Bundesgesundheitsministerin Nina Warken (CDU) hat am Donnerstag einen Gesetzentwurf zur Stabilisierung der Pflegeversicherung vorgelegt, der höhere Zugangshürden zu Pflegeleistungen, geringere Rentenbeiträge für pflegende Angehörige und Einschränkungen bei der beitragsfreien Mitversicherung von Ehepartnern vorsieht und dafür von Kommunen, Opposition und Teilen der eigenen Koalition scharf kritisiert wird.
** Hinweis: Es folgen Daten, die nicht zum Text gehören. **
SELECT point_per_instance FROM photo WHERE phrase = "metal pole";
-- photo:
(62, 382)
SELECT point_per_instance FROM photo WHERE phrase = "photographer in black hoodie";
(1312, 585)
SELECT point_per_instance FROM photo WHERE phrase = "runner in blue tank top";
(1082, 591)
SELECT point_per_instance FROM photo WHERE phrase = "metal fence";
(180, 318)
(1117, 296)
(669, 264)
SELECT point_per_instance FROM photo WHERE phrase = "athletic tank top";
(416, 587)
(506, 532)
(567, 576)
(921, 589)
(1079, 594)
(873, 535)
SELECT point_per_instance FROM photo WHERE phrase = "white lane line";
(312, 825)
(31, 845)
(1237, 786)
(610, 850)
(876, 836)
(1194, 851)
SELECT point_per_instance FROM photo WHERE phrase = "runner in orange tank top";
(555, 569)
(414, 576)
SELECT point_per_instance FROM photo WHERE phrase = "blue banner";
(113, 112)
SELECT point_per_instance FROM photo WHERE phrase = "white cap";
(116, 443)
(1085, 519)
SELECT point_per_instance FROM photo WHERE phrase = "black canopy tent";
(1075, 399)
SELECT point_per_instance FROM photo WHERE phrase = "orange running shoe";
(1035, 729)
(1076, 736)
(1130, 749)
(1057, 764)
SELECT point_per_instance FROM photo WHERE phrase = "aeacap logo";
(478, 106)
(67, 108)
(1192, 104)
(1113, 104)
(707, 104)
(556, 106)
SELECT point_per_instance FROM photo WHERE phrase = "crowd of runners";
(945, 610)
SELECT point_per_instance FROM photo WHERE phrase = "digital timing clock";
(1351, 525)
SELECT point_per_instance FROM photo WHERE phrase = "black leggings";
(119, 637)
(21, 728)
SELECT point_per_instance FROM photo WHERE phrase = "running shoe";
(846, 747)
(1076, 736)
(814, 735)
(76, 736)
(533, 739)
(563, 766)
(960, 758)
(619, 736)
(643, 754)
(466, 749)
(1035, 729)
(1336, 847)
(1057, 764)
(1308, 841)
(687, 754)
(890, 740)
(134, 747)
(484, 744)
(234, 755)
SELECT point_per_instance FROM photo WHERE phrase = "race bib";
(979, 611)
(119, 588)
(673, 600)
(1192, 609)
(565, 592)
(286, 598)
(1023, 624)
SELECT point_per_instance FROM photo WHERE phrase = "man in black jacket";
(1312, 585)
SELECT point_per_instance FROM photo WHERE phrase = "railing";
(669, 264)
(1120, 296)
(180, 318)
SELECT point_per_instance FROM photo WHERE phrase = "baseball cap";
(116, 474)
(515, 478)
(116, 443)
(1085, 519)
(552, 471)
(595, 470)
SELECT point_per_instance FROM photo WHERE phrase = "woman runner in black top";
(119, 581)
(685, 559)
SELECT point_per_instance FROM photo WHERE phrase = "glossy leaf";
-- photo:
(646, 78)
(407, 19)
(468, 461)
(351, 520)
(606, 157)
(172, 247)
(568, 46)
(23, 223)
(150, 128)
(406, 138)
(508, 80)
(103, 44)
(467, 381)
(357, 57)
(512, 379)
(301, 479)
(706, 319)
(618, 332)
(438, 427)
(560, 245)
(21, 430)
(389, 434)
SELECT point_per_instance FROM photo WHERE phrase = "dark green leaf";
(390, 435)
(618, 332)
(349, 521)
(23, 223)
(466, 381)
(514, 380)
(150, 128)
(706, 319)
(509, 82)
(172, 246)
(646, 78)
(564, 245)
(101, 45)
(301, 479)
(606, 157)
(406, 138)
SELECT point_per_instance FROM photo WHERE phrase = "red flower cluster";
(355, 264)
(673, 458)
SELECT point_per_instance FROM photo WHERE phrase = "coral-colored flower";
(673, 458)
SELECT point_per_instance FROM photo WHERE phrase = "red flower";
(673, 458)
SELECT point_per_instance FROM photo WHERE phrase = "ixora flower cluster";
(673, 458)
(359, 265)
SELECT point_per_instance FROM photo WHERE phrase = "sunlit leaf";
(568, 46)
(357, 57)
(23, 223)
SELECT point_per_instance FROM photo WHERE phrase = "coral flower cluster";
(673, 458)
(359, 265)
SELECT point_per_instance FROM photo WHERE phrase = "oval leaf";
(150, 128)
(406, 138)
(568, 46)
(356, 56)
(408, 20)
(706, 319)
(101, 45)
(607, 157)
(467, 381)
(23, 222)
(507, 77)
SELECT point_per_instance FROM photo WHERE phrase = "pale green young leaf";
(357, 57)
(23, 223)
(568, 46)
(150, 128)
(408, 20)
Die finanzielle Ausgangslage

Die Pflegeversicherung steuert nach Berechnungen des Bundesgesundheitsministeriums im kommenden Jahr auf ein Defizit von rund 7,5 Milliarden Euro zu, das bis 2028 auf etwa 15 Milliarden Euro anwachsen könnte. Um diese Lücke ohne eine allgemeine Beitragssatzanhebung zu schließen, hat Bundesgesundheitsministerin Nina Warken (CDU) am Donnerstag einen Reformentwurf vorgestellt, der ein Bündel aus Sparmaßnahmen und zusätzlichen Einnahmen vorsieht. Die Ministerin erklärte, der Entwurf solle die Pflegeversicherung finanziell stabilisieren; derzeit sei die Pflegeversicherung schlicht und ergreifend pleite, wie CDU-Fraktionschef Jens Spahn im ARD-„Interview der Woche“ formulierte. Die Pflegeversicherung sei, wie die Krankenversicherung, „schlicht und ergreifend pleite“.